Fuller zei dat hij erkent dat er nog een lange weg te gaan is voordat zijn bots het kunnen. Het zou moeilijk zijn om alle sensoren, powerpacks en onderdelen te miniaturiseren die robots nodig hebben om gegevens te verzenden en terug te sturen naar teams. Batterijen klein genoeg maar krachtig genoeg maken om robottaken van stroom te voorzien, is een enorme uitdaging. Stabiele robots die met hun vleugels kunnen klappen maar ook sensoren dragen, hebben meer ontwerponderzoek nodig.

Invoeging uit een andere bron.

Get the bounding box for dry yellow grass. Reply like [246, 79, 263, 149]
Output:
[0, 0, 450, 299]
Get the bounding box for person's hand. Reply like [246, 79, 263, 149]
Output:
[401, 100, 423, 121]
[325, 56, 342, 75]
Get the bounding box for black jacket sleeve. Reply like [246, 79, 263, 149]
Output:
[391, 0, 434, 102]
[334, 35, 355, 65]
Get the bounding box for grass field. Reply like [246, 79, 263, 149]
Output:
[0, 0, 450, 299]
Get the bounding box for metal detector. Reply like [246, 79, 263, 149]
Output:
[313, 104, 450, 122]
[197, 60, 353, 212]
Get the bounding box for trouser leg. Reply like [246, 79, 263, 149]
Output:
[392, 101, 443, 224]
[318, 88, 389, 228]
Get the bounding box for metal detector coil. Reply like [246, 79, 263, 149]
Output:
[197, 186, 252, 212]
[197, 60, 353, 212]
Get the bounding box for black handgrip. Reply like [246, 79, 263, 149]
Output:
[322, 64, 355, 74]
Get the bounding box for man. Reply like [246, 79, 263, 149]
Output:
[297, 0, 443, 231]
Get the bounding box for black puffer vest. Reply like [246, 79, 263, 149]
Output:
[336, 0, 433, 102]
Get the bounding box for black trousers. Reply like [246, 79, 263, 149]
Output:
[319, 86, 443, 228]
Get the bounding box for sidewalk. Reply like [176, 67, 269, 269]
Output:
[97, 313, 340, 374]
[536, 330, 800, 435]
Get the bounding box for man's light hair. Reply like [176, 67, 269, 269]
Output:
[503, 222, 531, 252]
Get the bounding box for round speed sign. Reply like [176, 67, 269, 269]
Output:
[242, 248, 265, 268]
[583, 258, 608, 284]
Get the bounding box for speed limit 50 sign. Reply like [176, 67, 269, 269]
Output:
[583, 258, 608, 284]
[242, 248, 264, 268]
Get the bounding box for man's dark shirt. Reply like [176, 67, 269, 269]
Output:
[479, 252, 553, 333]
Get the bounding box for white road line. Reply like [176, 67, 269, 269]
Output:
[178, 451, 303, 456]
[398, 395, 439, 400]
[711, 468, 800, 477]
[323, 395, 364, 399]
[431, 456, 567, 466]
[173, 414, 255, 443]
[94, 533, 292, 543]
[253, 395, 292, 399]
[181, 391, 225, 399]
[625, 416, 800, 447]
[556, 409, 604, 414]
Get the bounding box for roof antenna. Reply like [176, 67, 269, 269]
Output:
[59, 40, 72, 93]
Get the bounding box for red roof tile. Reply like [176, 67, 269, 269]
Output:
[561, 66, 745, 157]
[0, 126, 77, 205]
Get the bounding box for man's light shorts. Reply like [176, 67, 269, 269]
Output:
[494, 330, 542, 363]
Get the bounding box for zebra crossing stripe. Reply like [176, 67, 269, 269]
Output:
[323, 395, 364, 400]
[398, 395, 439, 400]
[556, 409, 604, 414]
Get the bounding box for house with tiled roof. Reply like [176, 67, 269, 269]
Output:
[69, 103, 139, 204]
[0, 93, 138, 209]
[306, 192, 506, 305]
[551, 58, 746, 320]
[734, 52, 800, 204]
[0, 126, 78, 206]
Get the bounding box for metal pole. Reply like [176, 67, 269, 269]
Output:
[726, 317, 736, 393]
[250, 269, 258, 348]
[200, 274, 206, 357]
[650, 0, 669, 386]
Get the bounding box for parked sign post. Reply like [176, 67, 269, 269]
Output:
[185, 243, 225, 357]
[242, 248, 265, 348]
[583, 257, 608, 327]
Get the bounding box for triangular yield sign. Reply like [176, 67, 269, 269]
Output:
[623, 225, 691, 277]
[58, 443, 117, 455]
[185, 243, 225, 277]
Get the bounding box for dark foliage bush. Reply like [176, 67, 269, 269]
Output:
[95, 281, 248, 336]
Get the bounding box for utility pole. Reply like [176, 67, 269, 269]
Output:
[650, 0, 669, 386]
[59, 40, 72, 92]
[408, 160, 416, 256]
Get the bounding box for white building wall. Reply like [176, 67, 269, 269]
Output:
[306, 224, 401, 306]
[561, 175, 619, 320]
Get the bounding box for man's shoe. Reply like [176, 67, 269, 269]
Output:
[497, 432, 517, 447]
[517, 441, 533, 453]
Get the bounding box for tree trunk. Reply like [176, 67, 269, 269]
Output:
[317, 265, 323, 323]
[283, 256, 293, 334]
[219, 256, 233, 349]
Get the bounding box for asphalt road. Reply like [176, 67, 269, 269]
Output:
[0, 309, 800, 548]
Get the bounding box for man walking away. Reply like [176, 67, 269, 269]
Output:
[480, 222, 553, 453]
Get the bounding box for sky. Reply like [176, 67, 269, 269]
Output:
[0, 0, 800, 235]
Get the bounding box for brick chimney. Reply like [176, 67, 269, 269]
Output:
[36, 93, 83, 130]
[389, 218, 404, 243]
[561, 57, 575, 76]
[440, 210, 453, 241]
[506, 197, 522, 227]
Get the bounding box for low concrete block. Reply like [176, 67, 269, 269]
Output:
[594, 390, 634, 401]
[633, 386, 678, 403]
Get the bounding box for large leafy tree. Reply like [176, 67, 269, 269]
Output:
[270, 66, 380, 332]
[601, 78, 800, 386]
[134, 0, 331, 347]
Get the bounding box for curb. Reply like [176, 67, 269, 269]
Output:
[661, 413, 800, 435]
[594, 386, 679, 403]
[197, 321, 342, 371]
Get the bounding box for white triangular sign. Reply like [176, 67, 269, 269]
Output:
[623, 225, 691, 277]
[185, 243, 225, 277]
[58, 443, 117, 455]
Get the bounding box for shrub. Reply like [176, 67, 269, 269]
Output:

Ondanks de moeilijkhedenEn de Wetenschappers werken ook aan het nemen van delen van een levend insect, zoals de antennes van een mot, en deze te bevestigen aan een robot die er op een dag gegevens van kan lezen, zei hij. Hij zei dat deze hybride methode een geweldige plek zou kunnen zijn voor onderzoekers in insectenrobotica.

“Ik denk dat dat de manier is waarop we moeten gaan”, voegde Fuller eraan toe. “Neem de stukjes biologie die al goed werken en doe de rest geautomatiseerd.”